Mutawwa'în agents are involved in the death of a detained man, whose death was officially ruled for natural causes. Probe into the death of another man is also underway, beaten to death for alcohol possession according to his father.
Riyadh (AsiaNews) – For the first time three members of the Mutawwa'în, Saudi Arabia’s religious police will stand trial on Saturday for their involvement in the death of a Saudi man who was in their custody at a detention centre in the northern city of Tabuk three weeks ago.
Arab News reports that the three agents of the Commission for the Promotion of Virtue and Prevention of Vice, the Mutawwa'în formal name, detained a man, Ahmed Al-Bulawi, after they observed a woman getting into his car at an amusement park. Both the man and woman were arrested on suspicion of being in a state of illegal seclusion (when a man is alone with a woman who is not a relative). Whilst at the detention (virtue) centre, the man collapsed and died.
An early statement by the Governorate of Tabuk said that medical reports showed that the man died of natural causes. But it was later revealed that the man was innocent since he was working for the woman’s family as a driver.
Five members of Mutawwa'în were investigated. Two were cleared of any wrongdoing but the other three were remanded into the custody of the General Investigation and Prosecution Authority to determine what rights were violated.
The governor of Tabuk, Prince Fahd ibn Sultan, after saying that “nobody is above the law,” paid SR 50,000 (US$ 13,000) from his own pocket to the deceased’s wife and eleven children.
The investigation into a second incident that resulted in the death of another Saudi man in custody of the Mutawwa'în in Riyadh last month is now in its final stages. Suspecting that Sulaiman Al-Huraisi in Al-Uraijah District might have alcohol, agents raided his home.

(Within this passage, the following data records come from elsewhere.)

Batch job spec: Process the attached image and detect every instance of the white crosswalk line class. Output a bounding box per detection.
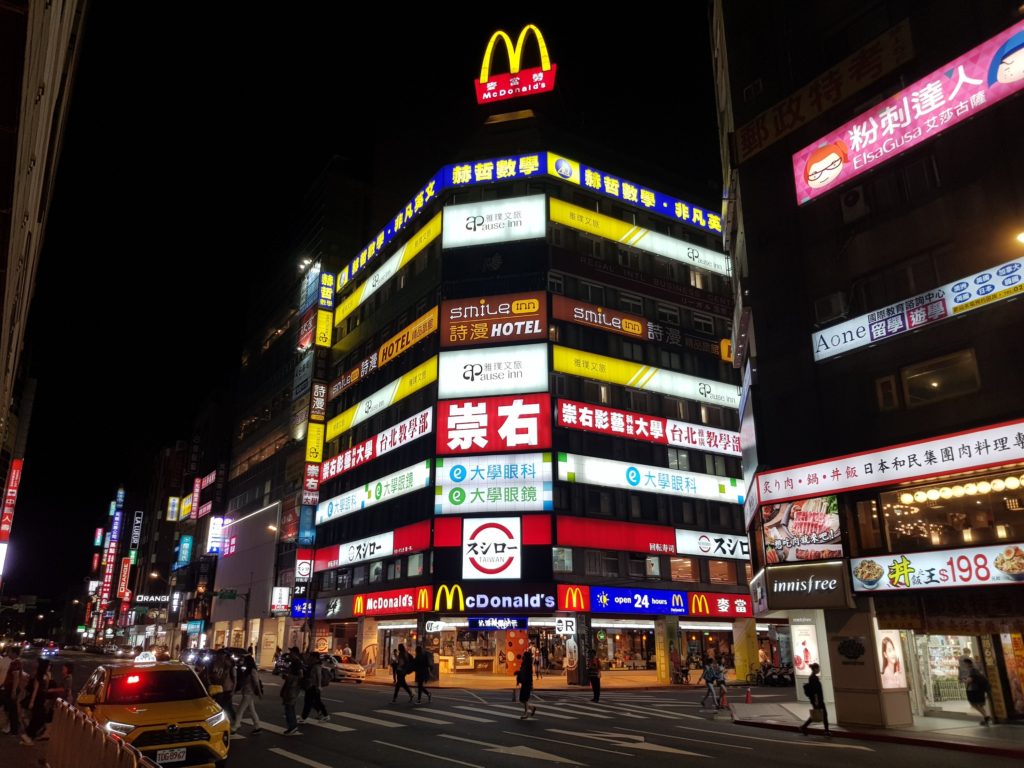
[331,712,406,728]
[374,710,452,725]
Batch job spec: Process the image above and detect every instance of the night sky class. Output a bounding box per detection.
[4,6,721,597]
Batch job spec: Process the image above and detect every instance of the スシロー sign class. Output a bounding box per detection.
[437,393,551,455]
[850,544,1024,592]
[440,291,548,347]
[473,24,558,104]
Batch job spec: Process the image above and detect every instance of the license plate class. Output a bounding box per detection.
[157,746,185,764]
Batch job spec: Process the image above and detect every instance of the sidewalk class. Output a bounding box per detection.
[733,696,1024,758]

The Governorate of Riyadh later reported that large quantities of alcohol were found in the man’s home. In addition to Mr al-Huraisi, all family members who were in the house at the time were detained. However, he was apparently beaten to death according to his father who pressed charges. The outcome of the investigation is expected soon.
Whatever may come of the individual probes, the fact that they are actually taking place, that charges are being laid against agents of the powerful commission are a sign that something is happening in Saudi Arabia.

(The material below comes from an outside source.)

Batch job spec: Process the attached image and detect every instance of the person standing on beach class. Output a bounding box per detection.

Pro-government Arab News reported that various writers in the local media demanded more accountability from the commission; some even charged the Mutawwa'în with “abuse of authority.”
At a press conference held ten days ago, commission President Sheikh Ibrahim Al-Ghaith responded to the charges announcing that a “Department of Rules and Regulations” would be set up to assist commission members if they are unsure of something or need legal advice.